有明月 ―― 蔵人頭惟光
「帝はどちらに」
「寝所でございます」
惟光は即座に踵を返し、廊下へ踏み出した。普段は音一つ立てず歩く彼が、焦りを隠さず足早に歩を進める。すれ違う女官たちが思わず道を空けるほど、惟光は猛進するように清涼殿の奥深く、夜御殿の寝所へ急いだ。

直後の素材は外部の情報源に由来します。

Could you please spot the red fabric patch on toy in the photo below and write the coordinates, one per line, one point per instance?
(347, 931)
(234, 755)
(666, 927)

沈香の甘味、酸味、苦味、辛味が複雑に入り交じった奥深い香りで満たされた帝の寝所。ステージのような高さに設置された御帳台。いつもは静かな部屋も今は異様な雰囲気に包まれていた。御帳台の下に膝を着くと、惟光は身を低くして声をかける。
「惟光が参りました」
微かな衣擦れの音と、弥子の抗う声が御簾越しに漏れ聞こえてくる。
「じっとしておれ」
「痛いってば」
「痛むか」
「いいから早くしてよ」
「そう暴れるでない」
どこか楽しんでいるような帝の声に、惟光の心臓は、いつになく、激しく波打っていた。
(……もしや今、少年を縛り上げ、無防備な姿を弄んでいるのではあるまいか。普段は高潔な主君が、あろうことか寝所へ連れ込んだ少年を組み伏せ、あられもない姿にして辱める――)
脳裏に浮かぶ禁断の光景に彼は顔を赤らめていた。
(私の主君はいったい、何をされておるのだ)
「……恐れながら申し上げます! 中のご様子が……いえ、外の騒ぎが大きくなっております。どうか、何卒!」
惟光は震える声で叫んだ。帝の尊厳がこれ以上損なわれるような事態だけは、何としても防がなければならない。
「邪魔するでない」
帝はそう言い捨てると、弥子の両手を縛っていた手巾をほどいてやった。手首には薄っすらと赤い跡が残っている。弥子は自由になった途端、部屋を観察した。大量の布と御簾に囲まれた小部屋、敷き詰められたふかふかの布。
「これって、もしかしてベッド?」
(この狭い空間で男と女が二人でいるって、やばくない?)
抜け出すには御簾を持ち上げて出るしかない。弥子は前転し、御簾の裾を掴むと隙間から艶やかに外へ飛び出した。そして立ち上がると高座から床に向かって飛んだ――
着地したかと思ったら今度は、手をついて一回転してみせた。最後に両手を広げてポーズを取る。
自分の頭の上を通り過ぎ、軽やかに飛ぶ弥子の姿に驚きを隠せず、惟光は腰を抜かした。
振り返った弥子は胸の辺りを軽く払った後、腰に手を置いた。